Thousands of fashion design graduates step out of design school every year with dreams to launch the next popular fashion brand and make it big like Marc Jacobs, Rebecca Minkoff, Prabul Gurung or Manish Arora. But few make it to that celebrity stage. Many start their own couture brand only to give it up a few seasons later as the challenges of successfully growing a business overwhelm them.

Yet hundreds of designers make the transition to entrepreneur, successfully taking their brand to the broader audience beyond couture. While a ready-to-wear brand may not have the same glamour quotient as a couture brand, many of these, such as Zara, Global Desi and Forever 21, have cultivated a profitable presence and retain a unique position in the minds of customers. The online space also offers an opportunity to create a successful fashion brand for the larger audience.

So what does it take to make a brand successful in the retail space? Here are a few key points:

Design thinking: The first step is of course in the orientation of the designer in creating designs. While couture is focused on creating designs that are unique, that stand out from the crowd and express the soul of the designer, the path to successful retail brands lies in the ability to understand the mind of the consumer and the feasibility of the price point.

Consumer research: Define your target audience well and understand what it likes. Create a typical customer profile which you would like to buy your brand. What does he or she like - food, music, environment? This is called creating a buyer persona. Knowing your buyer persona is critical to being able to meet their expectations in the kind of clothes they would like to wear. The closer understanding you have of the buyer, the better can you design for them.

Create something unique: Your designs should have something about them that makes them memorable, whether it is the style, the colour, or any other element. These unique elements will define your brand's identity and make it distinctive. Remember, your customers too want to be seen wearing something memorable.

Manage your production costs: Another important aspect is the ability to get the production cost to sales equation right, and factoring in all possible elements, such as the cost of discounting at the end of season. Production cost has to be factored in at the time of design to ensure that your final product fits into the price segment that you decided on. Also, while sourcing, remember that if you are manufacturing in small volumes initially, you are not likely to get much of a discount. Repeat orders or subsequent collections will give vendors the confidence that you are there to stay, and they will offer you better terms.
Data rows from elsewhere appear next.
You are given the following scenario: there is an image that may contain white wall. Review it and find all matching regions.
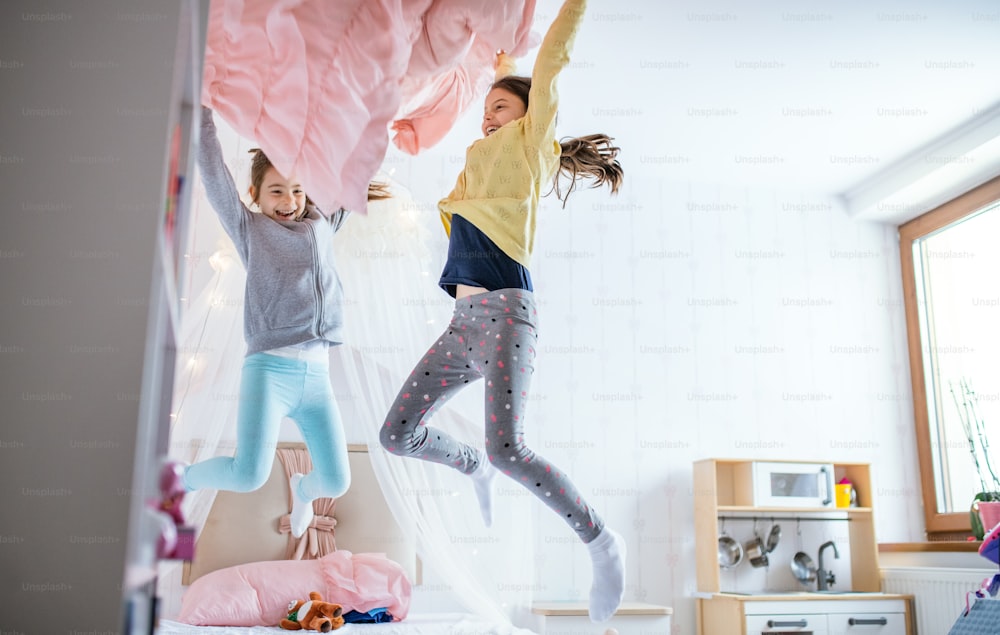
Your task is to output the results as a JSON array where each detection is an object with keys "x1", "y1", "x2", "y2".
[{"x1": 524, "y1": 178, "x2": 921, "y2": 630}]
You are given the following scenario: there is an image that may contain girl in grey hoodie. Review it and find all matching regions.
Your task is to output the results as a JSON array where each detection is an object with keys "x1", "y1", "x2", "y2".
[{"x1": 178, "y1": 107, "x2": 387, "y2": 538}]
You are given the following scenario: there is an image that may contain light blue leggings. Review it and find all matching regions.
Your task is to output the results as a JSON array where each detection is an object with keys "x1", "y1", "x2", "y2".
[{"x1": 184, "y1": 352, "x2": 351, "y2": 503}]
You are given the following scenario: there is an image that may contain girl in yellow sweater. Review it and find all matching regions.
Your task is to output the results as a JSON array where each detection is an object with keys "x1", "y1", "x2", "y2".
[{"x1": 380, "y1": 0, "x2": 625, "y2": 622}]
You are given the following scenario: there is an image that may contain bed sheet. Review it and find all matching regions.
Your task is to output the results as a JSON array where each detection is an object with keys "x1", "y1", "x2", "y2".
[{"x1": 157, "y1": 613, "x2": 538, "y2": 635}]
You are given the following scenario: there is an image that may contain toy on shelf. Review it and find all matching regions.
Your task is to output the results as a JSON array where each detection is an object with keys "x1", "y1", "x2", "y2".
[
  {"x1": 150, "y1": 460, "x2": 195, "y2": 561},
  {"x1": 979, "y1": 521, "x2": 1000, "y2": 566}
]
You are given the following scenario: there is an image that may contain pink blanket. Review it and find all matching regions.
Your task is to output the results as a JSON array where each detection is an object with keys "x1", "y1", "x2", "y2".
[
  {"x1": 202, "y1": 0, "x2": 537, "y2": 214},
  {"x1": 177, "y1": 551, "x2": 412, "y2": 626}
]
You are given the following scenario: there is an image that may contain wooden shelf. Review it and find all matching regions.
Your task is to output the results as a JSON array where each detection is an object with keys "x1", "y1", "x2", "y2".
[
  {"x1": 709, "y1": 592, "x2": 914, "y2": 602},
  {"x1": 698, "y1": 593, "x2": 914, "y2": 635},
  {"x1": 717, "y1": 505, "x2": 871, "y2": 515},
  {"x1": 879, "y1": 541, "x2": 981, "y2": 553}
]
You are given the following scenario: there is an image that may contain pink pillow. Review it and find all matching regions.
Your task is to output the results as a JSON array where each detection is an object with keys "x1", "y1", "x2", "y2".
[{"x1": 177, "y1": 551, "x2": 411, "y2": 626}]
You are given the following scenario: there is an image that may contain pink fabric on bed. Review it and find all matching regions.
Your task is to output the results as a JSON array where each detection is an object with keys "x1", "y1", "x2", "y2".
[
  {"x1": 202, "y1": 0, "x2": 537, "y2": 215},
  {"x1": 176, "y1": 551, "x2": 411, "y2": 626}
]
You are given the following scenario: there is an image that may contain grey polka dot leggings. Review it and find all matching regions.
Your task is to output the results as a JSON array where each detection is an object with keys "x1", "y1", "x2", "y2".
[{"x1": 380, "y1": 288, "x2": 603, "y2": 543}]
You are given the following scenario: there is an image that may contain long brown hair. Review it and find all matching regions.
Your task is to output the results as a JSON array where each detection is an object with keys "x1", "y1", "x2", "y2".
[
  {"x1": 491, "y1": 75, "x2": 623, "y2": 205},
  {"x1": 247, "y1": 148, "x2": 391, "y2": 210}
]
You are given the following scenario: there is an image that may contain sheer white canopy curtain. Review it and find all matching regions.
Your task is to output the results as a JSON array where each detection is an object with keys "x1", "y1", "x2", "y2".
[{"x1": 166, "y1": 117, "x2": 535, "y2": 624}]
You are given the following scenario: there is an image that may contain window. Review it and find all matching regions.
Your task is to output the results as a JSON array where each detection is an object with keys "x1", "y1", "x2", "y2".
[{"x1": 900, "y1": 175, "x2": 1000, "y2": 537}]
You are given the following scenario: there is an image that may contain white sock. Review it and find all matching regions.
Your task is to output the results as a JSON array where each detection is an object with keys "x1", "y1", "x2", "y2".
[
  {"x1": 469, "y1": 451, "x2": 497, "y2": 527},
  {"x1": 289, "y1": 473, "x2": 314, "y2": 538},
  {"x1": 586, "y1": 527, "x2": 626, "y2": 623}
]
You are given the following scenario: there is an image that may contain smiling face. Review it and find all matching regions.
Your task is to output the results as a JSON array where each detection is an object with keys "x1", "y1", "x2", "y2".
[
  {"x1": 482, "y1": 86, "x2": 527, "y2": 137},
  {"x1": 250, "y1": 166, "x2": 306, "y2": 221}
]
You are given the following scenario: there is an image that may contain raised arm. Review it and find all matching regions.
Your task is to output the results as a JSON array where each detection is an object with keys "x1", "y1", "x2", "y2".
[
  {"x1": 524, "y1": 0, "x2": 587, "y2": 146},
  {"x1": 198, "y1": 106, "x2": 251, "y2": 250}
]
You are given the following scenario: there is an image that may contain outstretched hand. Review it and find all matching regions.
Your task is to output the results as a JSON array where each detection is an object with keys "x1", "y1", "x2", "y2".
[{"x1": 494, "y1": 49, "x2": 516, "y2": 80}]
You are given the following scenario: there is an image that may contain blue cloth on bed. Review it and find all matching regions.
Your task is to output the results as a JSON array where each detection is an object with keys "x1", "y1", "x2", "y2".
[{"x1": 342, "y1": 608, "x2": 394, "y2": 623}]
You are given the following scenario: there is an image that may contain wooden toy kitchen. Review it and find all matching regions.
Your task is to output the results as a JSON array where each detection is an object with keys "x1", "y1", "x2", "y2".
[{"x1": 693, "y1": 459, "x2": 915, "y2": 634}]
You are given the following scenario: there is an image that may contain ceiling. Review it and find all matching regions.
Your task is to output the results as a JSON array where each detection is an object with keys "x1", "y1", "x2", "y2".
[{"x1": 397, "y1": 0, "x2": 1000, "y2": 222}]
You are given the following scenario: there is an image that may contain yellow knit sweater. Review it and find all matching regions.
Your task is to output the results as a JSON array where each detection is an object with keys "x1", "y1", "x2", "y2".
[{"x1": 438, "y1": 0, "x2": 587, "y2": 268}]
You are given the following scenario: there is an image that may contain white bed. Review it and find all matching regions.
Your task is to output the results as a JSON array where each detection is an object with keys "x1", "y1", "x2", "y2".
[
  {"x1": 156, "y1": 443, "x2": 538, "y2": 635},
  {"x1": 157, "y1": 613, "x2": 536, "y2": 635}
]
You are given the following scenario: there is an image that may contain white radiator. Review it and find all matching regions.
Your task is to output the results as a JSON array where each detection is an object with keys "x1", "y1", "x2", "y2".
[{"x1": 881, "y1": 567, "x2": 993, "y2": 634}]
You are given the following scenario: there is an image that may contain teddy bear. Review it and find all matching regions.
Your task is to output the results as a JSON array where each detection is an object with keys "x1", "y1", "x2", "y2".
[{"x1": 279, "y1": 591, "x2": 345, "y2": 632}]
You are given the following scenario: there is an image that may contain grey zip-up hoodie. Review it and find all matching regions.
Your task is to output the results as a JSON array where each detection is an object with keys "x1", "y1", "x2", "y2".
[{"x1": 198, "y1": 107, "x2": 348, "y2": 356}]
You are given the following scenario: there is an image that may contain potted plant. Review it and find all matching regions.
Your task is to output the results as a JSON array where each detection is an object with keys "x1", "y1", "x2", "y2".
[{"x1": 951, "y1": 379, "x2": 1000, "y2": 539}]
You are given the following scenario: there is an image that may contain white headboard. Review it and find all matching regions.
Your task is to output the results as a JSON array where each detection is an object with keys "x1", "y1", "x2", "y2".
[{"x1": 183, "y1": 443, "x2": 418, "y2": 584}]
Build your collection around your budget: While designing, keep in mind that your budget not only revolves around the production cost, but also the cost of sales, marketing, packaging, shipping, discount and promotion. Knowing what you can spend will help you create a collection that generates a profit when sold. It is better to start small with a collection of 8-10 designs in volumes that are easy to sell than opting for an elaborate collection and be saddled with inventory for a long time, which will cost you to store and which you may ultimately have to give away at a hefty discount.

Get feedback early on: In the early stages of your brand, you can display your designs to a set of your target audience and get their response. Then you can produce those designs that are the most popular. If your audience like the designs, you can always ask them to pre-book through your website, giving you some upfront working capital. That way, you have a double benefit - firm orders for your products and cash flow to help manufacture them.

Follow up: Get periodic feedback from your customers about your designs and try to understand their likes and dislikes. Incorporate that feedback in subsequent designs and be sure to thank customers for their feedback in some way. This will make sure they stay connected and turn loyal repeat buyers.